14 When he came before the court on 8 December 2000 he was dealt with for the two aggravated indecent assault offences to which I have referred and four additional matters on a schedule. Those four additional matters included the offence of incite person under sixteen to commit act of indecency, soliciting sexual intercourse, exhibiting a film in the presence of minors – which is referred to as relating to three counts presumably relating to three minors – and supply liquor to minors.
15 His Honour, when referring to the necessity for deterrence in the particular case, said the following:-
- “I need, of course, in this particular case to deter Michael George Marshall from further offending in this way because the element of specific deterrence is present here. Mr Marshall, if he continued this type of conduct, would pass to another category which some people might describe as a predator. That is a person who habitually seeks out young men for the purpose of committing these offences.”
16 I do not apprehend that his Honour, in those remarks, was indicating that he had concluded that the applicant was a person who was presently dangerous to the community in that regard. However, I do apprehend that his Honour was having regard to the applicant’s past record of offences when he came to sentence for the present offences as indicating that the offender was not to receive such leniency as he might fully receive in the event that he had not such prior matters on his record as he has. His Honour had regard to the applicant’s personal circumstances and, in particular, that he suffered from an emotional disability for which he had been prescribed Lithium.
17 Our attention has been drawn to that matter today but it has not been submitted that his Honour there fell into such error as would warrant the court interfering with the sentence in the way in which his Honour had referred to that matter.
18 What has been submitted, shortly, is that the starting point for his Honour’s sentence, whatever that may mean in the context of this case, of nine years was too high and, thus, the result was too high. It was submitted that there was an effective sentence of five and a half years for this offence, that the totality of sentence, having regard to the course his Honour took in relation to the suspended sentence and the recognisance, produced a total sentence of seven years four months with a minimum term of five years seven months taking into account the periods in custody prior to the imposition of each sentence.
19 It is conceded, however, that his Honour acted entirely appropriately in the exercise of his discretion when dealing with the breaches of recognisance to which I have referred.

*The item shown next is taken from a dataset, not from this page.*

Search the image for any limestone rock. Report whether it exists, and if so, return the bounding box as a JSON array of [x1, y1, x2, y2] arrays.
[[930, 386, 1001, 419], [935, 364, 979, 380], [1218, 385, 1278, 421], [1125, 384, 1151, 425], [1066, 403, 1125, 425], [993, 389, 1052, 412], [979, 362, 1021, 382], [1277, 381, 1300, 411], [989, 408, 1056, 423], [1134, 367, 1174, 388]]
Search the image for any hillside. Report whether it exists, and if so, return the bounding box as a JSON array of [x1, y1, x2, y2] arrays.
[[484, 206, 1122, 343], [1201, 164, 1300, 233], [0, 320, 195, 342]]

When one has regard to the concurrence of the sentences imposed, in my mind I am assisted little by the submission concerning the submitted total effective sentence because, if one looks to this offence rather than looking to the sentences imposed for the matters before the other District Court judge, one notes that this sentence is a head sentence of five and a half years with a non parole period of three years six months.
20 It is submitted that this sentence was excessive on its face even in the circumstances of the prior offences. I do not accept that submission. It is only in the event that some other sentence is warranted in law and should have been passed that this court, under s6(3) of the Criminal Appeal Act 1912 should interfere. There needs to be some such error of discretion as shows that the sentence exceeds the permissible range available for a sentencing judge having regard to all the circumstances.
21 I am unpersuaded that his Honour fell into error in this way. I do not conclude that there is warranted in law some other sentence which should have been passed. The continued offending in this way was appropriately marked by his Honour by the sentence his Honour passed. In my view, since the matter has been fully argued, the application for leave should be granted but the appeal dismissed.
22 SPERLING, J: I agree. The orders of the court will be as proposed by Greg James, J.